The authors write: “One hopes that the posterior is robust to reasonable variation in the choice of prior, since this choice is made by the modeler and is often somewhat subjective.” My point is that the choice of data model is also important and also subjective. I do not think it makes sense to single out the “prior” part of the model for robustness checking. This is a mistake I’ve seen a lot in the Bayesian literature, to see the prior as something to be concerned about and to accept the data model without question.

So the thing is, for a given choice of data model one can easily check if there exists some parameter value such that the observed data fall into the typical set for that model. This is pretty much what Aris-Spanos-style alternative-free model-misspecification significance tests aim to do (or at least, that’s how I understand them). Heck, just plotting the empirical data distribution and the model fit together and comparing them visually qualifies as this sort of check; good texts on statistical models fitting always recommend doing something of this kind.

If there’s any equivalent way to check the prior, I’m not aware of it. My understanding of the situation is that people think that we already have good tools for checking the data model but not so the prior, and thus they treat model-checking as a given and focus on the unsolved problem.

Corey:

> think that we already have good tools for checking the data model but not so the prior

That was my view but Mike Evans raised enough doubt about that for me to no longer be so sure.

But I have fallen behind on reading his work – Checking for prior-data conflict using prior to posterior divergences https://arxiv.org/pdf/1611.00113v3.pdf

I think prior-data conflict is related to but not identical to robustness of inferences to the choice of prior.

Agree – and to me prior-data conflict is actually more important.

That’s because you’re a latter day Peirce.

Corey:

There are lots of checks for models; I’ve written several papers on the topic too!
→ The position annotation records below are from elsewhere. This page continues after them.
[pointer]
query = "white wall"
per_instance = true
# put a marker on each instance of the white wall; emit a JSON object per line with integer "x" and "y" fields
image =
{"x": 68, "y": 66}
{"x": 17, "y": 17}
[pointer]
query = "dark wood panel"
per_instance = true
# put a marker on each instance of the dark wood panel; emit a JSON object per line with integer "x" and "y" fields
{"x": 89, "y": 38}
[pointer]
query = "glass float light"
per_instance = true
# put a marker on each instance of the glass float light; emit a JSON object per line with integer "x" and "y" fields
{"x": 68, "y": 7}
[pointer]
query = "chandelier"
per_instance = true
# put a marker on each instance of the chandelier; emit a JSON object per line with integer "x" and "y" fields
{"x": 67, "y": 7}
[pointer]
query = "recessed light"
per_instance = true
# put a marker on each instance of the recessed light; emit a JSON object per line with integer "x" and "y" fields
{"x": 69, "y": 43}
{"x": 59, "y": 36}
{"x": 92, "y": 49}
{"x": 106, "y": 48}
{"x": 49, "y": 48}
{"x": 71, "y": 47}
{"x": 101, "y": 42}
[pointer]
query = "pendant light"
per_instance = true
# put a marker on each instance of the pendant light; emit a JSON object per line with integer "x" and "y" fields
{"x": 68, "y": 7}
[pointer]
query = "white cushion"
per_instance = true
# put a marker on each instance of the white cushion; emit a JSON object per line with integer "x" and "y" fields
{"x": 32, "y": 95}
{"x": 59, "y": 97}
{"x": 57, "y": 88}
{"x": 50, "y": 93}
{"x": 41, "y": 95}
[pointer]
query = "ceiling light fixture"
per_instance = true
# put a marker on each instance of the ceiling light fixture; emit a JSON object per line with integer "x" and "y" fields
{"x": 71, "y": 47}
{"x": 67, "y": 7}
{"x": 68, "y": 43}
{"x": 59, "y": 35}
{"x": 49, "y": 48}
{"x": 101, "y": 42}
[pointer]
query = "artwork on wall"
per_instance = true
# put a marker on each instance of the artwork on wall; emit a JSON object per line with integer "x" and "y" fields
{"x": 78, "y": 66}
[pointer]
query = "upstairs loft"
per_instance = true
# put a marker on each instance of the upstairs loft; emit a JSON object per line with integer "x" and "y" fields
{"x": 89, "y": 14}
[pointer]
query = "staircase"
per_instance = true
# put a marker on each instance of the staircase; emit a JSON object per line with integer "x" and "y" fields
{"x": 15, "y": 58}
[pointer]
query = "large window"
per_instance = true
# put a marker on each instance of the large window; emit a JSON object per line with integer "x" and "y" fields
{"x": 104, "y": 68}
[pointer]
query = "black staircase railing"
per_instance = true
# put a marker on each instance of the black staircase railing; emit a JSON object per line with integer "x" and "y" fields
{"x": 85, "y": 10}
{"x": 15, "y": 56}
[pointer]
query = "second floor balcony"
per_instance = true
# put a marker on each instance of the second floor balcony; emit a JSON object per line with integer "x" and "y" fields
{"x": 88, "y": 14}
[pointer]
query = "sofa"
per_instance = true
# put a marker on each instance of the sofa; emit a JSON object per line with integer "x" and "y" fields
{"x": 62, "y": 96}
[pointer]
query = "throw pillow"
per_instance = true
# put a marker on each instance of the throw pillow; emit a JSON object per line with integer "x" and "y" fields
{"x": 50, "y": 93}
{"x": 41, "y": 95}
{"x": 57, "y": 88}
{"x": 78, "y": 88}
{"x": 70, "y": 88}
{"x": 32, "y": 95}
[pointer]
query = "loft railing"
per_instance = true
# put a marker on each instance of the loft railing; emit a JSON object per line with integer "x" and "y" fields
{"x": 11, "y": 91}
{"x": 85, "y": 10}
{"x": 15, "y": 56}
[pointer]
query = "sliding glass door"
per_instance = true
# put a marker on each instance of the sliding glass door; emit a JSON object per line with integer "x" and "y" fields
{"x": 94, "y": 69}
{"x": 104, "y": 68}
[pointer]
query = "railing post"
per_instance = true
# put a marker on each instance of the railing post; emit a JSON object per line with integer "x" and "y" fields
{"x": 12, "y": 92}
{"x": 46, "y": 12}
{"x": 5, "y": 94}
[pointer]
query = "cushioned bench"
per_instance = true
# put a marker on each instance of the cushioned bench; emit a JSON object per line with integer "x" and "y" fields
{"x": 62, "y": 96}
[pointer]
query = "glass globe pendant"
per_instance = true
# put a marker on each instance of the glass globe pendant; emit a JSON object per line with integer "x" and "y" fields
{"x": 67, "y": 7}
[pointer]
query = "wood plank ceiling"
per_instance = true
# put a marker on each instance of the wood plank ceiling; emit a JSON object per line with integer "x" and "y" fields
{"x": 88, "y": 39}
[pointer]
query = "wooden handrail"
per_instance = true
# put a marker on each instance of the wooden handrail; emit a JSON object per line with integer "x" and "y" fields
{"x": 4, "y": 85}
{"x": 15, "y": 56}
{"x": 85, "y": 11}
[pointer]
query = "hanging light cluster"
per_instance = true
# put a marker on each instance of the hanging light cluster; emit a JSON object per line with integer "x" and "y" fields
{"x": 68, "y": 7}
But for the models that I’ve worked on, “plotting the empirical data distribution” doesn’t do much: my data are typically binary!
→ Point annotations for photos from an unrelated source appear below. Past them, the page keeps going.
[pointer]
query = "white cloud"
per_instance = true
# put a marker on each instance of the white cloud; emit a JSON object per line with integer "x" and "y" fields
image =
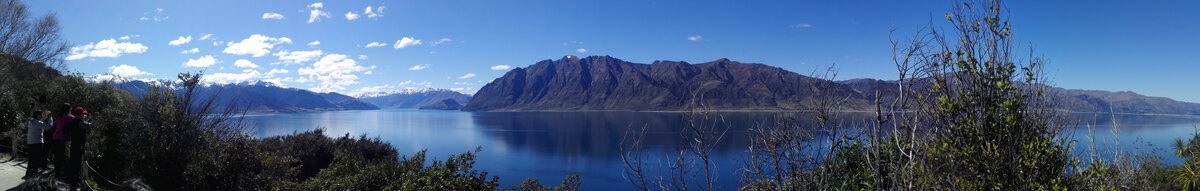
{"x": 232, "y": 77}
{"x": 156, "y": 15}
{"x": 315, "y": 13}
{"x": 274, "y": 71}
{"x": 273, "y": 16}
{"x": 203, "y": 61}
{"x": 256, "y": 46}
{"x": 801, "y": 25}
{"x": 106, "y": 48}
{"x": 372, "y": 45}
{"x": 334, "y": 72}
{"x": 181, "y": 40}
{"x": 406, "y": 42}
{"x": 191, "y": 51}
{"x": 417, "y": 67}
{"x": 467, "y": 76}
{"x": 126, "y": 71}
{"x": 373, "y": 13}
{"x": 244, "y": 63}
{"x": 298, "y": 57}
{"x": 444, "y": 40}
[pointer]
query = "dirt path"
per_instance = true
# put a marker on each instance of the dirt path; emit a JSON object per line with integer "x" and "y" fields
{"x": 11, "y": 172}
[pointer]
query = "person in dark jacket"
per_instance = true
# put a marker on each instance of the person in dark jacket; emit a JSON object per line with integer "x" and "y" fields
{"x": 37, "y": 125}
{"x": 78, "y": 130}
{"x": 59, "y": 138}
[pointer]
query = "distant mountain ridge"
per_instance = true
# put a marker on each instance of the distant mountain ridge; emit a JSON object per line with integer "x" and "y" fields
{"x": 255, "y": 96}
{"x": 426, "y": 97}
{"x": 1067, "y": 99}
{"x": 604, "y": 83}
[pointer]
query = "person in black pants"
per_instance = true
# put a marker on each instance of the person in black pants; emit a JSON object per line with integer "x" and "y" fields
{"x": 58, "y": 139}
{"x": 78, "y": 130}
{"x": 34, "y": 142}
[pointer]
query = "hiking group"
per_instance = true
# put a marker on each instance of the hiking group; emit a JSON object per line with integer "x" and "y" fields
{"x": 48, "y": 137}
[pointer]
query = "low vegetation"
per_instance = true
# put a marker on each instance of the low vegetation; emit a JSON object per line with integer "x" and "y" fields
{"x": 970, "y": 115}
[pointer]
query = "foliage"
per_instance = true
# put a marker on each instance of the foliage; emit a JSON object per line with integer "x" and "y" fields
{"x": 1188, "y": 175}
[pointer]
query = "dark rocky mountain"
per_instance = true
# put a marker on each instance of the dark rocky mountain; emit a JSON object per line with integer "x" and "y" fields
{"x": 414, "y": 97}
{"x": 1068, "y": 99}
{"x": 604, "y": 83}
{"x": 256, "y": 96}
{"x": 444, "y": 105}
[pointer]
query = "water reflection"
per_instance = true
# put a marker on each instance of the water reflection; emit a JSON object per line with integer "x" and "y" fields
{"x": 551, "y": 144}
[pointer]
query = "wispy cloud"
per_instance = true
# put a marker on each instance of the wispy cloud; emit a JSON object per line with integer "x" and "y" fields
{"x": 315, "y": 12}
{"x": 126, "y": 71}
{"x": 244, "y": 63}
{"x": 106, "y": 48}
{"x": 179, "y": 41}
{"x": 406, "y": 42}
{"x": 190, "y": 51}
{"x": 156, "y": 16}
{"x": 444, "y": 40}
{"x": 373, "y": 13}
{"x": 203, "y": 61}
{"x": 273, "y": 16}
{"x": 246, "y": 75}
{"x": 256, "y": 46}
{"x": 417, "y": 67}
{"x": 372, "y": 45}
{"x": 467, "y": 76}
{"x": 298, "y": 57}
{"x": 501, "y": 67}
{"x": 334, "y": 72}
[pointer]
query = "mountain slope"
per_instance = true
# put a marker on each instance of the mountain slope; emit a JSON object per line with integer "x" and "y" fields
{"x": 604, "y": 83}
{"x": 258, "y": 96}
{"x": 414, "y": 97}
{"x": 1068, "y": 99}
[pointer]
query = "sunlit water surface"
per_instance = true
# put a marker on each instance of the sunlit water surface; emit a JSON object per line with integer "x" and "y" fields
{"x": 549, "y": 145}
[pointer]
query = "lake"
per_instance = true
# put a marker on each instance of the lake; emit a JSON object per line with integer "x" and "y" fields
{"x": 549, "y": 145}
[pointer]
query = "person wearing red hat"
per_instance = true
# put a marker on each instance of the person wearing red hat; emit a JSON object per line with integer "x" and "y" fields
{"x": 78, "y": 136}
{"x": 59, "y": 138}
{"x": 34, "y": 141}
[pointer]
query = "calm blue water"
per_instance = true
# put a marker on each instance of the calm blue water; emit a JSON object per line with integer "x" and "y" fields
{"x": 549, "y": 145}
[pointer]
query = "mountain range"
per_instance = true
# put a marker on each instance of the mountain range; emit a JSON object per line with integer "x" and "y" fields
{"x": 264, "y": 96}
{"x": 427, "y": 99}
{"x": 604, "y": 83}
{"x": 255, "y": 96}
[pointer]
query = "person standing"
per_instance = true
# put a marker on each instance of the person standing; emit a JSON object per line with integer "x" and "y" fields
{"x": 78, "y": 130}
{"x": 59, "y": 138}
{"x": 34, "y": 142}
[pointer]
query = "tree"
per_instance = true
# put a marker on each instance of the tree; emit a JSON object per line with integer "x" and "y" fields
{"x": 993, "y": 125}
{"x": 34, "y": 39}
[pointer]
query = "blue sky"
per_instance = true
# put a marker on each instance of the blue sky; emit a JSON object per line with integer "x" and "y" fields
{"x": 1144, "y": 47}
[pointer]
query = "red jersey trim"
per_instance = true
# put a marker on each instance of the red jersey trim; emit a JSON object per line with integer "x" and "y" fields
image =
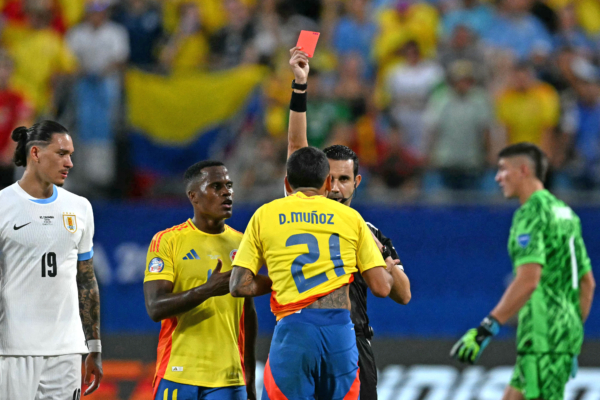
{"x": 283, "y": 310}
{"x": 271, "y": 386}
{"x": 354, "y": 391}
{"x": 165, "y": 340}
{"x": 177, "y": 227}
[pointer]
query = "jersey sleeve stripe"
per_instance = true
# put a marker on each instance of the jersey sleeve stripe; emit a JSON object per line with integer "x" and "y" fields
{"x": 165, "y": 342}
{"x": 85, "y": 256}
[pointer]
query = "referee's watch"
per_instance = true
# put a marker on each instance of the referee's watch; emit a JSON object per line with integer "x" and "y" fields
{"x": 299, "y": 86}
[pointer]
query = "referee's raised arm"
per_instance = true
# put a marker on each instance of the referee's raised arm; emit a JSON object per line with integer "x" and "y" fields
{"x": 297, "y": 125}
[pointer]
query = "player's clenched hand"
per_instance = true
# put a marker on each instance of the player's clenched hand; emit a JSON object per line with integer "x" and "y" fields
{"x": 469, "y": 347}
{"x": 391, "y": 263}
{"x": 299, "y": 64}
{"x": 93, "y": 366}
{"x": 219, "y": 282}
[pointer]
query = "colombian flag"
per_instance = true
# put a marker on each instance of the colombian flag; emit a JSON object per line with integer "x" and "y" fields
{"x": 180, "y": 119}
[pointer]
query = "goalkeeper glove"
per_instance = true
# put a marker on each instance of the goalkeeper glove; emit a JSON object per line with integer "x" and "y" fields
{"x": 469, "y": 348}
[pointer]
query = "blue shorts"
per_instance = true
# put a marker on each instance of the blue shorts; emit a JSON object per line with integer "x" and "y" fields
{"x": 169, "y": 390}
{"x": 313, "y": 355}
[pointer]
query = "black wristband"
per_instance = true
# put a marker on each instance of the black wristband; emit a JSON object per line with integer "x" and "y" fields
{"x": 298, "y": 102}
{"x": 299, "y": 86}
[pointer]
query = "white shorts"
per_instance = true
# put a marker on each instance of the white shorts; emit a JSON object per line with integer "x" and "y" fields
{"x": 40, "y": 378}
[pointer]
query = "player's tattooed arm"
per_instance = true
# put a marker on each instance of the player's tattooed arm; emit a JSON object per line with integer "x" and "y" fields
{"x": 89, "y": 299}
{"x": 89, "y": 311}
{"x": 400, "y": 292}
{"x": 339, "y": 298}
{"x": 162, "y": 303}
{"x": 244, "y": 283}
{"x": 251, "y": 332}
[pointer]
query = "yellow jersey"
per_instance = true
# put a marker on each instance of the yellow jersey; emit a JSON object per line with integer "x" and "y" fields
{"x": 311, "y": 246}
{"x": 204, "y": 346}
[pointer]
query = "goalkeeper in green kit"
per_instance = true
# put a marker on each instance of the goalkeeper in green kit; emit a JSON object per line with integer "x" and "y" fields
{"x": 553, "y": 286}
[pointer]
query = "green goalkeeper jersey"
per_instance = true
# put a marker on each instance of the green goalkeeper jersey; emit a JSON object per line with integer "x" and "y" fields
{"x": 546, "y": 231}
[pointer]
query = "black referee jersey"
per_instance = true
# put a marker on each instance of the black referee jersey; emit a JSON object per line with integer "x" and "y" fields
{"x": 364, "y": 333}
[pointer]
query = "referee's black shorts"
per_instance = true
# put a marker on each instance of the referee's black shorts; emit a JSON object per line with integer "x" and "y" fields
{"x": 368, "y": 369}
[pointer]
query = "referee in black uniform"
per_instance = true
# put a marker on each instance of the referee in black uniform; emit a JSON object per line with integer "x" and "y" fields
{"x": 343, "y": 164}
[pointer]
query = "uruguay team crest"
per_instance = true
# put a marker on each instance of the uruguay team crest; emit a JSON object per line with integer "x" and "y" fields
{"x": 70, "y": 222}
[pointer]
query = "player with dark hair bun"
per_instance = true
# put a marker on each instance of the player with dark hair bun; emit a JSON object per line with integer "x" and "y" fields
{"x": 50, "y": 298}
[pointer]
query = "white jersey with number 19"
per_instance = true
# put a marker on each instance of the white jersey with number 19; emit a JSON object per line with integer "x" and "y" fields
{"x": 41, "y": 241}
One word: normal approximation.

Weak attenpt at humor.

only a linguist calls “normal approximation” one word ;-)

The core insight isn’t that we should plot empirical distributions, it’s that we can calculate p(Data | Param) for various values of Param and see if any of them make the Data nontrivially probable, but we can’t calculate p(Param | Data) without choosing a prior for Param. The situations aren’t symmetric with respect to the use of a prior.
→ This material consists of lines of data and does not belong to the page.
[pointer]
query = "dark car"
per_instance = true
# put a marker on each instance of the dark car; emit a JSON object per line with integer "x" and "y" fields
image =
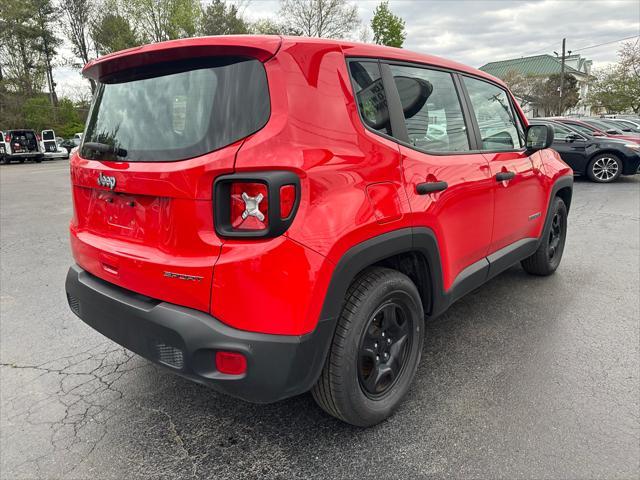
{"x": 596, "y": 129}
{"x": 602, "y": 159}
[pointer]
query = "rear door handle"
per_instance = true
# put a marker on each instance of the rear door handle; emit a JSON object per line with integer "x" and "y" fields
{"x": 430, "y": 187}
{"x": 504, "y": 176}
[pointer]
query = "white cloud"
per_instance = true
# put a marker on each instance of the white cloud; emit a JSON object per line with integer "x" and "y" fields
{"x": 475, "y": 32}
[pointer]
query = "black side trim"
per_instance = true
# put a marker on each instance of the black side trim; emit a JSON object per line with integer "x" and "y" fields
{"x": 510, "y": 255}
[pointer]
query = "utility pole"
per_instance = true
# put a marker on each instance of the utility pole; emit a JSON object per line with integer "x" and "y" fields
{"x": 564, "y": 44}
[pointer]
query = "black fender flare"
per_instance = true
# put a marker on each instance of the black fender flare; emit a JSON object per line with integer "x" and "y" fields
{"x": 359, "y": 257}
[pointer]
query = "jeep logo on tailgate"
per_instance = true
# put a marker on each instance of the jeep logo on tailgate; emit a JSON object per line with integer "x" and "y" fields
{"x": 106, "y": 181}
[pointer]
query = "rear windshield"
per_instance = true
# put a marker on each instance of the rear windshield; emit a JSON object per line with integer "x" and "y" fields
{"x": 177, "y": 111}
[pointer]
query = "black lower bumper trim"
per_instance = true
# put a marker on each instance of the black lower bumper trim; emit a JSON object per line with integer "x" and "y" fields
{"x": 185, "y": 341}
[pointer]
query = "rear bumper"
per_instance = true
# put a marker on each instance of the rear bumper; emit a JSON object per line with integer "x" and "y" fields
{"x": 185, "y": 341}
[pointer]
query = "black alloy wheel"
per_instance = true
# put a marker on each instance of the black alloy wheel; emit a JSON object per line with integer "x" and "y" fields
{"x": 383, "y": 349}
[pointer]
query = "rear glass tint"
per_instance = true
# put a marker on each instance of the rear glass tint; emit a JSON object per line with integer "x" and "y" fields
{"x": 177, "y": 111}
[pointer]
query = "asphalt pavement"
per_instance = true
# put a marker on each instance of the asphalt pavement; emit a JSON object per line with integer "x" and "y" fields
{"x": 524, "y": 378}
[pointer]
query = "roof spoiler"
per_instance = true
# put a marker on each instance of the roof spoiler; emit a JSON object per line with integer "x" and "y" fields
{"x": 262, "y": 47}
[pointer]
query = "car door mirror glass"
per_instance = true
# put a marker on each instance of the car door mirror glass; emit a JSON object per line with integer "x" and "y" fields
{"x": 539, "y": 137}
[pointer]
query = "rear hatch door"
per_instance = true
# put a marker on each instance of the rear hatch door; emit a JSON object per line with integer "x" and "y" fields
{"x": 157, "y": 136}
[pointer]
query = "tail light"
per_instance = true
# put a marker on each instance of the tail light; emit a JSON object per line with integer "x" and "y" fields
{"x": 257, "y": 204}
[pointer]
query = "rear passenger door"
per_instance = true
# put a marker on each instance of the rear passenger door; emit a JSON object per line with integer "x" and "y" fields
{"x": 517, "y": 178}
{"x": 448, "y": 185}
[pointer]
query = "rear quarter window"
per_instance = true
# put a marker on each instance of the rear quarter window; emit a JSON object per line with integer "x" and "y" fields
{"x": 177, "y": 111}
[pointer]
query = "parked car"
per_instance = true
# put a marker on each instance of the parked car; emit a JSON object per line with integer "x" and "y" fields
{"x": 68, "y": 144}
{"x": 589, "y": 128}
{"x": 603, "y": 159}
{"x": 50, "y": 146}
{"x": 626, "y": 126}
{"x": 20, "y": 145}
{"x": 270, "y": 219}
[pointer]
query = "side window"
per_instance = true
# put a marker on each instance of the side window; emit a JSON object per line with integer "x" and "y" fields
{"x": 433, "y": 117}
{"x": 372, "y": 101}
{"x": 499, "y": 127}
{"x": 560, "y": 132}
{"x": 582, "y": 129}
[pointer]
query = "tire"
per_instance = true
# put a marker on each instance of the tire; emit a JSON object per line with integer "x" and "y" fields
{"x": 604, "y": 168}
{"x": 547, "y": 257}
{"x": 382, "y": 319}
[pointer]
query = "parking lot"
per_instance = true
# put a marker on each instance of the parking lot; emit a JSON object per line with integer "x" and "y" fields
{"x": 524, "y": 378}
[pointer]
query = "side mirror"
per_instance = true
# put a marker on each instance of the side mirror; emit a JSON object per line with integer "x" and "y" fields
{"x": 539, "y": 137}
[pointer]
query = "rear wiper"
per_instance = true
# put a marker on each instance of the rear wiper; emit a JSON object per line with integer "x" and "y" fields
{"x": 105, "y": 148}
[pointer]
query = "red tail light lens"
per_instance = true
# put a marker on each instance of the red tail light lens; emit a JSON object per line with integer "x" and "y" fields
{"x": 287, "y": 200}
{"x": 255, "y": 204}
{"x": 231, "y": 363}
{"x": 249, "y": 206}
Thank you for taking a look at our paper! We really couldn’t agree more with your comment, and will gladly accept your friendly edit into future work. For the moment, we’ve focused on the prior for simplicity of exposition and to tie more clearly with prior work (pun intended), though the same local sensitivity ideas extend very readily to alternative likelihood specifications or to the detection of influential data points. (In fact, in our very first workshop paper on this subject, “Covariance Matrices for Mean Field Variational Bayes”, we briefly discuss data sensitivity in Gaussian mixture models.) We look forward to expanding on these ideas in future work.

this quote from leamer’s “let’s take the con out of econometrics” is spot on:

“The difference between a fact and an opinion for purposes of decision making and inference is that when I use opinions, I get uncomfortable. I

am not too uncomfortable with the opinion that error terms are normally distributed because most econometricians make use of that assumption.

This observation has deluded me into thinking that the opinion that error terms are normal may be a fact, when I know deep inside that normal

distributions are actually used only for convenience. In contrast, I am quite uncomfortable using a prior distribution, mostly I suspect because hardly anyone uses them. If convenient prior distributions were used as often as convenient sampling distributions, I suspect that I could be as

easily deluded into thinking that prior distributions are facts as I have been into thinking that sampling distributions are facts.”